ROSENBERG: It could certainly be conducted but the intelligence community is quite broad. You have naval assets, you have ground assets, other facilities similar to Pine Gap, but the amount of intelligence wouldn’t be at the same level without places like Pine Gap.
NEWS: If you can, as you explain in the book, give information about launching of Scud missiles, and their location and readiness, then that is a pretty intense involvement in the war effort, is it not? You would have passed on information about insurgent groups?
ROSENBERG: I do talk quite a bit about the role of Pine Gap in that effort. We certainly look for anything that is of interest to the military that we are tasked to do. One of the most important issues is to be able to locale road mobile missiles. That effort is shared among the intelligence community which have their own assets such as aircraft and drones.
NEWS: You are one of the world’s most highly skilled spies, have one of the United States’ highest security clearances, you became an Aussie. You offered your services to the Australian Defence Signals Directory, to ASIO and ASIS and they said, “no, thanks”?

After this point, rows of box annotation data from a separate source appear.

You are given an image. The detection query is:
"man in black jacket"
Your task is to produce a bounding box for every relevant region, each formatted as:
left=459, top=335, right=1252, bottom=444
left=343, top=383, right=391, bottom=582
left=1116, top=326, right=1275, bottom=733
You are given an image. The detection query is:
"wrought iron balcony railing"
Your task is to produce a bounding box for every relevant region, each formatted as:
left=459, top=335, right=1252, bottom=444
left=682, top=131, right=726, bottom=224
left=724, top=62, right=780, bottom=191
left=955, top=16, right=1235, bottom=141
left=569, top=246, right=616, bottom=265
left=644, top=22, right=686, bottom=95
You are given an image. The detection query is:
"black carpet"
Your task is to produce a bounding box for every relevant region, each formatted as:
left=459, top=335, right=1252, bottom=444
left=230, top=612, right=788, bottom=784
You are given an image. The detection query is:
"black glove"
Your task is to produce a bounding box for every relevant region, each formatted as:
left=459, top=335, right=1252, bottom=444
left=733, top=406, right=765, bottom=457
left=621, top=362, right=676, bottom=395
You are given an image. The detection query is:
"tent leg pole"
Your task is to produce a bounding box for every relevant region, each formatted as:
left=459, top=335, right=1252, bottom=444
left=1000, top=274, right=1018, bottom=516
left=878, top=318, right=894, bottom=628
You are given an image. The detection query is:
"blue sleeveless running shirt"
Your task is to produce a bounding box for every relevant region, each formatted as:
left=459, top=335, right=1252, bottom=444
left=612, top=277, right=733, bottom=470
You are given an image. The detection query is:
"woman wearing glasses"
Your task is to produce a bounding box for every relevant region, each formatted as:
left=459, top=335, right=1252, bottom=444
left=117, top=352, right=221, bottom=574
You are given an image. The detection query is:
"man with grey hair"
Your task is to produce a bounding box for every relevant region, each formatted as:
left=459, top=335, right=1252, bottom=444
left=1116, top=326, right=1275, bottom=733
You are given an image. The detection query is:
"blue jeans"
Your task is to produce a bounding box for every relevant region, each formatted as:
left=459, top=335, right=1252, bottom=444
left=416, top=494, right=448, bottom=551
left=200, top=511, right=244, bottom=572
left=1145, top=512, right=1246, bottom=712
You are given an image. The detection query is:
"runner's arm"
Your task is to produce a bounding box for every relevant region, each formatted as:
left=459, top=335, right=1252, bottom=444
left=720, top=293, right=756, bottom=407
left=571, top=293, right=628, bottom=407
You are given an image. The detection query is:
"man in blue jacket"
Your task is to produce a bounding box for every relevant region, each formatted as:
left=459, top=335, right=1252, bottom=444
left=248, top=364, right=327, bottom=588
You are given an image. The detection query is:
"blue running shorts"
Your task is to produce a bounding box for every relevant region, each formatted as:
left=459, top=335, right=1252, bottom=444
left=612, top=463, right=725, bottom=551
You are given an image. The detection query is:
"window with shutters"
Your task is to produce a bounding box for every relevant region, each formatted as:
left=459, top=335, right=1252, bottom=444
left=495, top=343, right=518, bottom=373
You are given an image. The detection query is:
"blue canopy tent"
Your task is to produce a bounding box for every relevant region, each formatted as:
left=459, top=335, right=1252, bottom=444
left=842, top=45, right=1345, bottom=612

ROSENBERG: It was surprising. The problem was getting an Australian security clearance. When I left Pine Gap in 2009 it was the year I became an Australian citizen, so I would have needed a citizenship waver to receive the Australian security clearance. In the end it was too problematic and appeared they didn’t know the exact procedure of what I had to do to get that waver. I was quite disappointed in the end. I thought my 23 years with the NSA would have been quite valuable for the Australian Government.
NEWS: Are you saying to me that the creme de la creme of the Australian spooks couldn’t work out whom to see about what bureaucratic process to follow for them to give you a job?
ROSENBERG: That’s correct. It was only one of these organizations that I’d gone through but I did apply to the other agencies but they didn’t show any interest.
NEWS: A final question: Was I one of the individuals about whom new arrivals at Pine Gap were warned in their induction briefings?
ROSENBERG: I can say no to that. I think that you are one of the trusted individuals in Alice Springs, from what I know.
NEWS: Here goes my carefully cultivated bad reputation.